Hart's 8.6 RPG L10 and 9.6 RPG vs-SAS show his playoff rebounding role has expanded beyond his 7.4 season average.
Analysis
The NBA playoff slate for Saturday night features a single matchup: New York Knicks vs San Antonio Spurs. The edge is hiding in the offensive creation and rebounding mismatches that define modern playoff basketball.
Jalen Brunson Points Over 29.5
When you watch New York Knicks offense in the playoffs, everything runs through Jalen Brunson. He is not just a scorer. He is the engine. Brunson is averaging 26.0 PPG on the season with a 29.6% usage rate and 14.8 drives per game. But zoom in on his last ten and the picture becomes even clearer: 30.4 PPG, trending up 4.4 points. Against San Antonio specifically, he is posting 28.5 PPG across six head-to-head matchups this season. The 29.5 line sits right in that zone. His 58.0% true shooting and fourth-quarter dominance (3.6 PPG, 0.488 FG% in clutch) mean he does not just reach these numbers by volume alone. He is efficient. When San Antonio Spurs switches assignments and forces a Brunson isolation, that is where the real edge is hiding.
OG Anunoby Points Under 18.5
The flip side of that Brunson usage is what happens to the role players around him. OG Anunoby is at 19.4% usage rate, which caps his ceiling even on a night when his 62.0% true shooting gives him efficient looks. His last ten games tell the real story: 15.3 PPG, down 1.4 from his season average of 16.7. The 18.5 line assumes a bounce-back game, but in playoff rotation tightening where Brunson and other initiators handle more volume, secondary scorers often regress. Anunoby's 5.2 RPG and 2.2 APG mean most of his value is tied to shot-making, and when that dips even slightly, he misses these kinds of marks fast.
De'Aaron Fox Assists Over 5.5
On the San Antonio side, De'Aaron Fox is the Spurs primary playmaker, and this is the cleanest edge on the slate. Fox is averaging 6.2 APG on the season, climbing to 7.0 APG over his last ten games (trending up 5.5). He is posting 6.3 APG in six games against New York this season. His 12.1 drives per game and 28.6 assist percentage lock in the playmaking role, especially in a playoff game where pace slows and offensive ball movement becomes more critical. Every single split, season, last ten, head-to-head, sits above the 5.5 line. This is not a projection. It is a pattern.

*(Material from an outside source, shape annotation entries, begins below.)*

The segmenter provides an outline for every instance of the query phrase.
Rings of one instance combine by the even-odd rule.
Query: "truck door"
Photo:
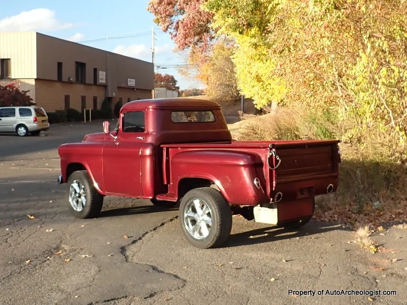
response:
[[[106,137],[103,179],[110,195],[142,197],[140,151],[146,140],[146,112],[131,110],[122,116],[116,138]]]

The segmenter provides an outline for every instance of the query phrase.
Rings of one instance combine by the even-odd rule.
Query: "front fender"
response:
[[[103,184],[103,143],[75,143],[64,144],[58,147],[61,157],[61,175],[64,181],[68,180],[67,170],[70,165],[80,164],[86,170],[95,188],[105,194]]]
[[[178,194],[179,182],[184,178],[212,181],[231,204],[256,205],[270,201],[260,157],[254,153],[230,150],[189,150],[171,160],[171,173]],[[260,187],[254,180],[258,178]]]

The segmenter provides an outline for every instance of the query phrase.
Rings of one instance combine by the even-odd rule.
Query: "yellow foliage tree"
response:
[[[331,109],[354,124],[350,141],[374,131],[404,145],[405,0],[208,0],[204,9],[239,45],[239,86],[257,107],[272,100]]]

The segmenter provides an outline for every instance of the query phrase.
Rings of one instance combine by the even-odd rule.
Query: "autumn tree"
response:
[[[208,47],[214,36],[213,14],[201,9],[206,0],[151,0],[148,10],[154,22],[170,34],[179,50]]]
[[[20,90],[20,85],[11,82],[0,85],[0,107],[8,106],[33,106],[33,99],[27,94],[30,90]]]
[[[257,106],[272,100],[328,108],[353,122],[344,138],[362,143],[374,130],[405,143],[405,1],[208,0],[205,6],[218,35],[239,44],[238,85]]]
[[[177,85],[178,81],[173,75],[156,73],[154,80],[154,86],[156,88],[166,88],[168,90],[179,90]]]

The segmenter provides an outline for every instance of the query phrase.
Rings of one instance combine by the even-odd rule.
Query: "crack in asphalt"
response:
[[[153,232],[154,232],[155,231],[157,231],[160,228],[161,228],[162,227],[163,227],[164,226],[165,226],[167,224],[168,224],[168,223],[173,221],[174,220],[175,220],[176,219],[177,219],[178,218],[178,216],[177,215],[177,216],[175,216],[175,217],[172,217],[172,218],[170,218],[170,219],[169,219],[169,220],[168,220],[167,221],[164,221],[164,222],[162,222],[161,223],[160,223],[158,226],[156,226],[155,227],[154,227],[151,230],[150,230],[149,231],[148,231],[145,232],[144,233],[143,233],[138,238],[136,238],[135,239],[133,240],[130,243],[129,243],[128,245],[127,245],[126,246],[123,246],[120,247],[120,253],[122,254],[122,255],[123,255],[124,257],[124,258],[125,258],[125,260],[126,260],[126,262],[129,262],[129,257],[127,255],[127,249],[128,247],[129,247],[130,246],[132,246],[133,245],[134,245],[135,243],[137,243],[137,242],[139,242],[139,241],[141,241],[143,239],[143,238],[144,238],[146,236],[147,236],[149,234],[150,234],[151,233],[153,233]]]

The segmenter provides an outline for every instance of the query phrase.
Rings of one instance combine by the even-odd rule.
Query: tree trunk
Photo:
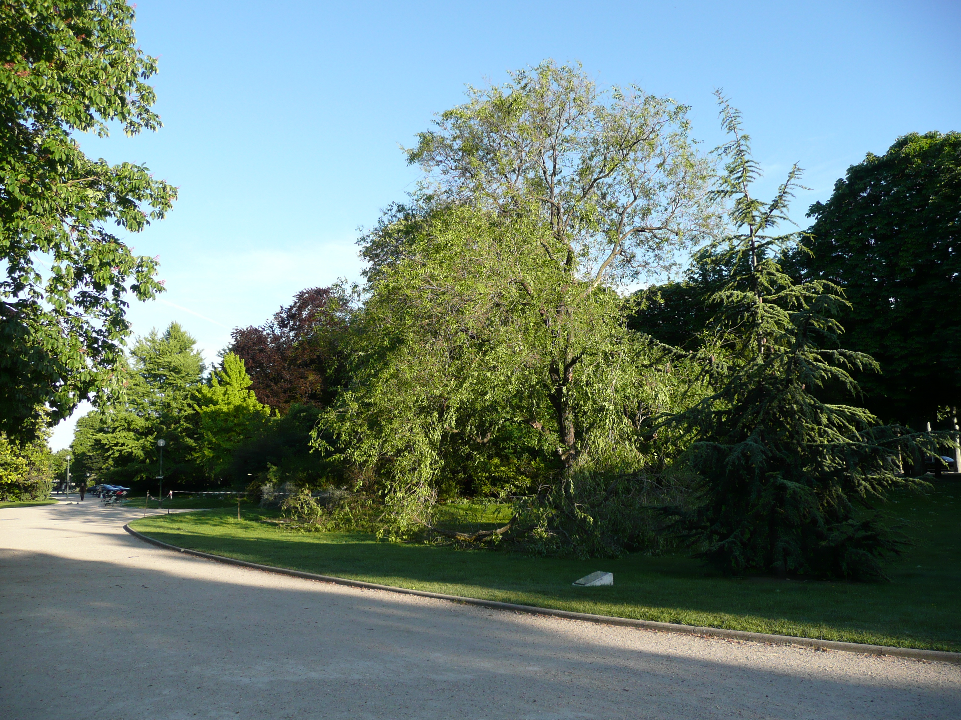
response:
[[[951,408],[954,411],[954,417],[951,419],[954,422],[954,471],[961,472],[961,435],[958,434],[958,409]]]

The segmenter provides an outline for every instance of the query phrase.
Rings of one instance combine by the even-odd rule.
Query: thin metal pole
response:
[[[160,481],[160,502],[163,502],[163,445],[160,445],[160,476],[158,478]],[[158,506],[159,507],[159,506]]]

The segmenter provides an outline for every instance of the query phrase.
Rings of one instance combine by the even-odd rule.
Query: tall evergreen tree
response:
[[[130,363],[115,376],[119,399],[78,421],[74,444],[85,471],[102,482],[152,479],[159,469],[157,440],[162,438],[164,476],[177,482],[197,475],[190,414],[204,362],[195,345],[177,323],[137,340]]]
[[[259,436],[270,418],[270,408],[257,400],[244,362],[233,352],[224,356],[209,386],[196,394],[196,449],[193,458],[214,481],[228,472],[234,451]],[[304,438],[305,446],[308,438]]]
[[[711,249],[728,268],[713,296],[726,329],[727,362],[707,360],[715,392],[670,421],[697,441],[690,463],[702,478],[688,529],[701,556],[727,572],[751,569],[878,577],[895,540],[870,510],[899,477],[897,428],[867,410],[819,398],[825,386],[857,394],[849,371],[873,370],[868,355],[838,349],[835,319],[848,307],[825,279],[795,283],[776,256],[799,240],[778,233],[797,187],[795,166],[775,199],[752,195],[760,168],[740,113],[719,94],[731,140],[717,195],[730,203],[734,233]]]
[[[869,154],[808,215],[811,252],[794,264],[844,287],[845,347],[882,371],[858,376],[868,406],[920,428],[961,405],[961,132]]]

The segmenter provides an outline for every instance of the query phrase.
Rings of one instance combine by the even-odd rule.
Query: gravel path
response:
[[[534,617],[0,510],[0,717],[957,718],[961,666]]]

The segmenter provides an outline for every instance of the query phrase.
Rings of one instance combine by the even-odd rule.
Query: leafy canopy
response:
[[[638,423],[663,386],[617,288],[711,229],[708,168],[685,108],[600,92],[579,68],[545,62],[468,94],[408,152],[422,194],[362,239],[353,381],[317,435],[382,478],[387,534],[430,524],[448,464],[489,461],[509,435],[538,495],[570,511],[567,537],[596,552],[607,540],[585,503],[624,493],[599,492],[591,468],[644,464]]]
[[[842,285],[845,346],[882,373],[859,377],[886,419],[961,405],[961,133],[910,133],[848,169],[816,203],[801,274]]]
[[[129,334],[124,300],[161,290],[143,229],[177,191],[143,165],[88,158],[76,132],[157,130],[155,59],[123,0],[0,3],[0,430],[30,434],[108,390]]]
[[[193,457],[210,477],[222,477],[234,451],[260,435],[270,418],[270,408],[248,390],[251,383],[243,360],[228,352],[222,369],[212,372],[210,384],[197,391],[198,437]]]

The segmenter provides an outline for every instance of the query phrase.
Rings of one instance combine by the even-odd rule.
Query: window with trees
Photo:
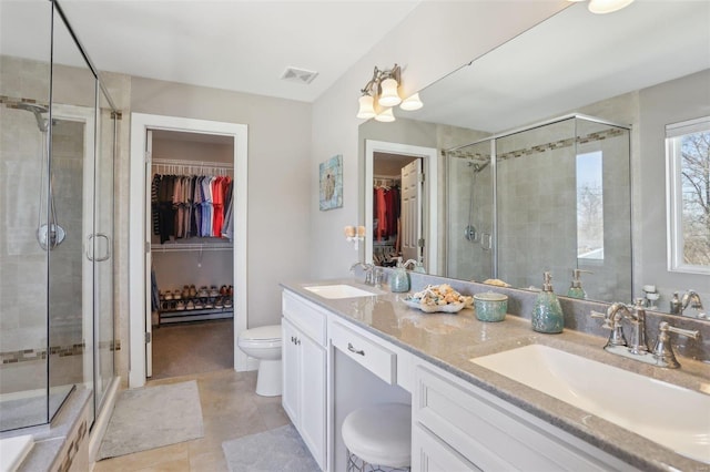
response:
[[[601,151],[577,155],[577,258],[604,260]]]
[[[666,126],[669,270],[710,274],[710,116]]]

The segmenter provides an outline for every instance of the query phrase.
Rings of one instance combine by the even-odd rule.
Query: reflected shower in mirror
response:
[[[710,299],[707,276],[668,268],[665,213],[665,127],[710,109],[709,17],[709,2],[636,2],[609,16],[571,4],[422,90],[425,109],[397,111],[395,123],[363,123],[361,143],[438,150],[442,178],[432,192],[440,205],[424,207],[438,229],[427,238],[438,258],[427,271],[529,288],[551,270],[555,290],[567,295],[572,269],[581,269],[588,299],[631,302],[653,286],[649,305],[667,312],[674,291]],[[560,122],[547,138],[530,130],[566,115],[597,119],[574,120],[576,130]],[[605,131],[596,122],[620,125]],[[560,137],[565,125],[571,131]],[[604,135],[611,131],[622,134]],[[602,135],[582,142],[595,133]],[[493,147],[491,136],[500,137]],[[570,144],[545,150],[565,140]],[[612,158],[615,147],[626,147],[627,157]],[[564,165],[520,165],[565,151]],[[506,154],[513,157],[501,161]],[[371,181],[361,182],[372,192]]]

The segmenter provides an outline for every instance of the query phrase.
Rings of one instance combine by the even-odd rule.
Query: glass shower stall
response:
[[[630,299],[630,129],[580,114],[445,151],[447,276]],[[564,280],[564,283],[562,283]]]
[[[114,378],[119,114],[58,2],[0,4],[0,431]]]

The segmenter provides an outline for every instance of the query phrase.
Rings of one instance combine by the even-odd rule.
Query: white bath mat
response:
[[[99,449],[99,460],[202,438],[197,382],[121,392]]]
[[[316,472],[311,451],[292,424],[222,443],[230,472]]]

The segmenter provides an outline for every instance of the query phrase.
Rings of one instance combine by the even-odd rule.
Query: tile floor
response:
[[[151,380],[148,387],[196,380],[204,438],[97,462],[95,472],[227,471],[222,442],[288,424],[281,397],[254,393],[256,372],[224,369]],[[180,414],[175,411],[175,414]],[[267,453],[268,451],[264,451]]]
[[[151,380],[234,367],[231,319],[162,325],[153,328]]]

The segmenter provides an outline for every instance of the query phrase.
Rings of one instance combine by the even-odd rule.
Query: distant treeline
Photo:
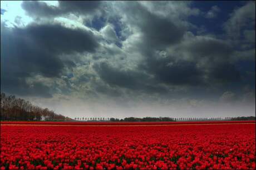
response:
[[[48,108],[33,106],[29,101],[15,96],[1,94],[1,121],[52,121],[71,119],[61,114],[56,114]]]
[[[231,121],[255,121],[255,116],[242,116],[237,117],[233,117],[230,119]]]
[[[165,117],[146,117],[144,118],[136,117],[126,117],[124,119],[119,119],[118,118],[111,118],[110,119],[111,122],[174,122],[176,121],[174,118]]]

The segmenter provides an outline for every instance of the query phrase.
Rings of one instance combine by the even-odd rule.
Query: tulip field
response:
[[[1,169],[255,169],[255,121],[1,123]]]

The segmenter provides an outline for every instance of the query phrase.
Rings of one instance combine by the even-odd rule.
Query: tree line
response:
[[[144,118],[137,117],[126,117],[124,119],[119,119],[115,118],[100,118],[91,117],[82,118],[76,117],[75,120],[85,121],[110,121],[110,122],[171,122],[171,121],[249,121],[255,120],[254,116],[248,117],[211,117],[211,118],[198,118],[198,117],[183,117],[183,118],[171,118],[168,117],[146,117]]]
[[[71,119],[48,108],[33,105],[29,101],[15,96],[1,94],[1,121],[53,121]]]

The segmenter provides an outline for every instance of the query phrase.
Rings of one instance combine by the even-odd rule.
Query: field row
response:
[[[3,126],[3,169],[255,169],[255,123]]]
[[[56,124],[56,125],[166,125],[166,124],[211,124],[255,123],[255,121],[195,121],[195,122],[27,122],[27,121],[1,121],[1,124]]]

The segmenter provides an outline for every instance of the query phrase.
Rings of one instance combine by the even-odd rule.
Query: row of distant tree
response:
[[[56,114],[48,108],[33,106],[29,101],[15,96],[1,94],[1,121],[65,121],[71,119],[61,114]]]
[[[170,117],[150,117],[144,118],[126,117],[124,119],[115,118],[75,118],[75,120],[85,121],[111,121],[111,122],[171,122],[171,121],[247,121],[255,120],[254,116],[231,117],[212,117],[212,118],[170,118]]]

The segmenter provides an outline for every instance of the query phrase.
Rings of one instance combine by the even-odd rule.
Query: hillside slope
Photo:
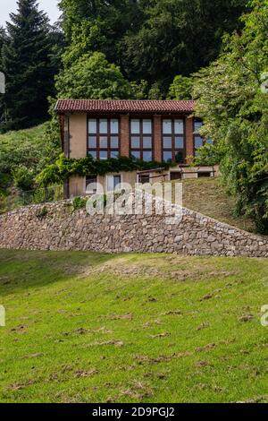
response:
[[[50,139],[48,133],[49,125],[45,123],[31,129],[0,134],[0,212],[16,207],[26,194],[14,188],[18,168],[23,168],[21,179],[24,185],[29,184],[26,190],[31,191],[35,176],[60,153],[59,141]]]
[[[226,224],[255,232],[249,218],[234,215],[235,197],[226,193],[221,177],[184,180],[183,205]]]
[[[267,270],[0,251],[0,401],[268,402]]]

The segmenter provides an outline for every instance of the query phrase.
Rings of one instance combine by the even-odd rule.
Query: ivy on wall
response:
[[[92,157],[79,159],[68,159],[61,155],[54,164],[47,166],[37,177],[39,185],[61,184],[71,176],[105,176],[108,173],[146,171],[155,168],[168,169],[172,164],[145,162],[133,158],[111,158],[107,160],[94,159]]]

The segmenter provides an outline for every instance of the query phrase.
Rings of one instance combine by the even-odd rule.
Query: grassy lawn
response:
[[[235,198],[226,193],[221,177],[197,178],[183,181],[183,205],[214,219],[255,231],[252,220],[234,215]]]
[[[268,402],[268,261],[0,251],[1,402]]]

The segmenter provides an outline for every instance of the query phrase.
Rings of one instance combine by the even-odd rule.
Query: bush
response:
[[[27,192],[33,188],[35,175],[32,169],[29,169],[24,165],[21,165],[13,170],[13,175],[14,185],[20,190]]]
[[[75,197],[72,200],[72,207],[74,210],[79,210],[80,209],[86,209],[88,199],[85,197]]]

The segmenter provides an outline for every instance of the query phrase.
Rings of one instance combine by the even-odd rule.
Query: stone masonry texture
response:
[[[0,248],[268,257],[266,239],[180,210],[179,219],[155,211],[90,216],[70,201],[34,205],[0,216]]]

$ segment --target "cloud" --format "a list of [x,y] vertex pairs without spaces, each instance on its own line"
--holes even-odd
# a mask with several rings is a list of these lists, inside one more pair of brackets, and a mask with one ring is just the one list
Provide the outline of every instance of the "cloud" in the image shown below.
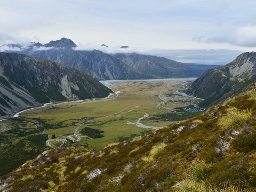
[[54,49],[54,47],[37,46],[34,45],[34,43],[30,42],[27,44],[8,44],[0,46],[0,52],[19,52],[29,49],[34,51],[47,51]]
[[54,49],[54,47],[44,47],[43,46],[40,46],[40,47],[37,47],[34,46],[33,48],[33,51],[47,51]]
[[247,47],[256,47],[256,26],[250,25],[238,28],[227,35],[219,37],[200,37],[194,41],[203,43],[227,43]]
[[10,46],[7,45],[0,46],[0,52],[20,51],[22,50],[19,47],[16,46]]
[[163,57],[181,62],[204,64],[221,62],[226,64],[242,53],[240,51],[227,49],[167,49],[131,47],[122,49],[120,46],[107,47],[91,44],[79,45],[73,49],[78,51],[96,49],[108,54],[135,53]]
[[0,44],[29,44],[31,41],[26,37],[21,37],[18,33],[0,30]]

Victor Wembanyama Rebounds Over 11.5
Victor Wembanyama's rebounding volume is why San Antonio wins the battle of the boards, and why the Over 11.5 rebounds is a strong play. His season average sits exactly at 11.5, but his last ten games tell the real story: 13.8 RPG. That is a 2.3-rebound gap. His defensive rebound percentage of 66.8% and offensive rebound percentage of 54.9% are elite. In playoff basketball, where pace drops and possessions are more contested, Wembanyama's size and positioning compound. New York does not have a traditional center matching his physicality, and the fewer possessions per game actually help a player this dominant on the glass.
Josh Hart Rebounds Over 8.5
The last piece is Josh Hart's expanded role in the Knicks playoff rotation. His season average of 7.4 RPG climbs to 8.6 RPG in his last ten and 9.6 RPG specifically against San Antonio across five games. That is not noise. His 65.4% defensive rebound rate and 42.7% offensive rebound rate show two-way board presence. As Mike Brown said about playoff basketball, "You have got to have a little luck in sports, but you can also make your luck." Hart's rebounding luck against this Spurs team is rooted in hard matchup data, not randomness. At -105, the Over 8.5 is underpriced given those splits.